The Platform Investment
- In a masterstroke of long-term strategy, Nvidia decided to build out CUDA – a parallel programming model which combined with the GPUs which makes it a full-stack computing platform. Nvidia poured resources into it over a 12-year old period making it immensely capable, and finally making it available to developers for free. The only catch? It works only with Nvidia GPUs
- Outcome – The parallel processing capabilities of Nvidia GPUs open up from gaming to general purpose computing. With a focus on capability development in growth sectors such as aerospace, bio-science research, mechanical and fluid simulations, energy exploration and most importantly – deep learning and machine learning powering the modern AI revolution. 4 million developers now work on CUDA and it has been downloaded over 40 million times. An incredibly capable platform offered for free, with a vendor lock-in and leveraging network effects to grow a developer network as a competitive moat? Everyone from Microsoft to Salesforce has used this tactic effectively to dominate their markets
3. The AI Boom
“NVIDIA’s Big AI Moment Is Here”
- We will not get into ChatGPT’s success here, but Nvidia is at it’s heart and reportedly more than 10,000 Nvidia GPUs were used to train it. The world cannot get enough of it’s flagship H100 GPUs optimized for generative AI workloads. This was summed up recently by Nvidia chief scientist Bill Dally with the below graph showing a 1000X jump in single-chip inference performance in 10 years:
- The H100 Demand Squeeze: TSMC is on track to deliver 550,000 H100 GPUs to Nvidia this year, with potential H100 revenues of $13.75 billion to $22 billion in 2023. With estimated margins of 60-90% per chip, Nvidia could make over $10 billion in profits from H100 sales this year alone. Oh and it’s sold out till well into 2024, leaving AI startups scrambling to get it from scalpers and resellers at several multiples of the retail price
- Multi-sector demand: Every sector needs GPUs now, allowing Nvidia to ride out seismic changes like the crypto collapse without slowing down
4. Accelerating Momentum -Extending the platform into the public cloud and specializing for sunrise sectors
- Partnership with cloud platforms – Deciding where not to compete is also essential to getting your strategy right. Nvidia understands the distribution strengths of the public cloud platforms.
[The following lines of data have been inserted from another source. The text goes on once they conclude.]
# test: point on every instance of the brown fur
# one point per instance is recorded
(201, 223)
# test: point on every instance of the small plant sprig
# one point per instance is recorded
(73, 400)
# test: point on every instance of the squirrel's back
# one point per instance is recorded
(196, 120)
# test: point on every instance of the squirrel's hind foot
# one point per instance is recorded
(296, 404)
Hence to launch it’s new DGX Cloud, it has partnered with Microsoft Azure, Google Cloud Platform, and Oracle Cloud Infrastructure to instantly bring NVIDIA AI to nearly every company, from a browser
- Building platforms for every sector: Nvidia is building out specialized platforms focused on workflows for major sectors such as:
- Nvidia Clara for Healthcare
- Nvidia Drive for Automotive
- Nvidia Omniverse for 3D-modelling
5. Continuing the momentum – Competitive threats
While Nvidia is on a high based on it’s long term bets working out so well, several competitors have taken notice and are preparing their own moves to capture value:
- Hyperscalers such as AWS and Google Cloud are investing in their own custom silicon: AWS, for which chip development has become a core component of its business, with its Graviton CPUs estimated to power one in five cloud instances on EC2. However, they’re not alone. Earlier this summer, Google launched its fifth-generation of AI/ML accelerators, which it calls a Tensor Processing Unit (TPU). Meanwhile, in China, Alibaba, Baidu, and Tencent are working on all manner of custom silicon from AI acceleration to data processing and even Arm CPUs
- AMD : Nvidia’s chip rivals aren’t sitting idle. AMD has announced it’s H100 competitor – the MI300 which CEO Lisa Su has claimed will be competitive with the H100 and possibly partnering with AWS.
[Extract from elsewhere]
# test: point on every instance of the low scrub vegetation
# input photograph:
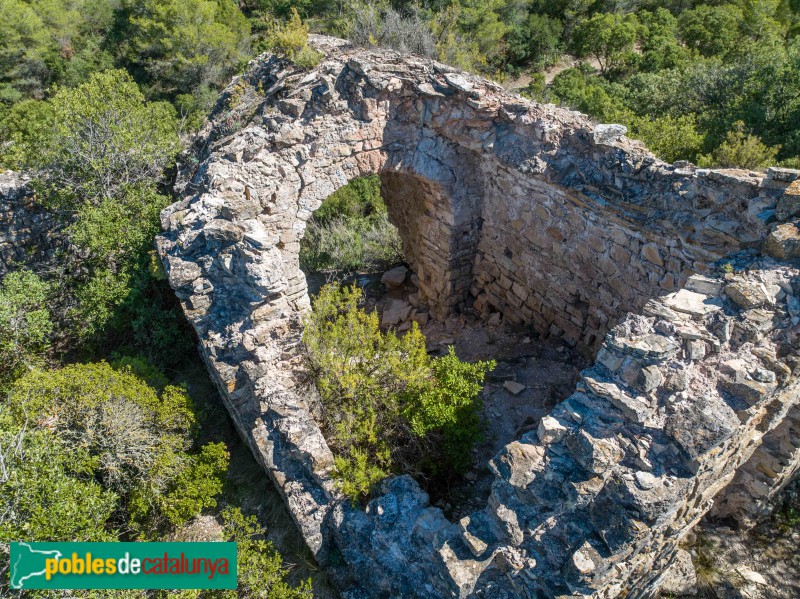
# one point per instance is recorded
(389, 406)
(351, 232)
- Breaking the CUDA moat: More open approaches such as OpenAI Triton and Meta’s Llama are a direct threat to Nvidia’s walled-garden approach with CUDA.In this rapidly evolving landscape, Nvidia’s continuous innovation and strategic agility will be crucial to navigate through the challenges and sustain their remarkable growth trajectory. The tech world watches with bated breath as Nvidia forges ahead, writing a new chapter in the story of tech dominance and evolution.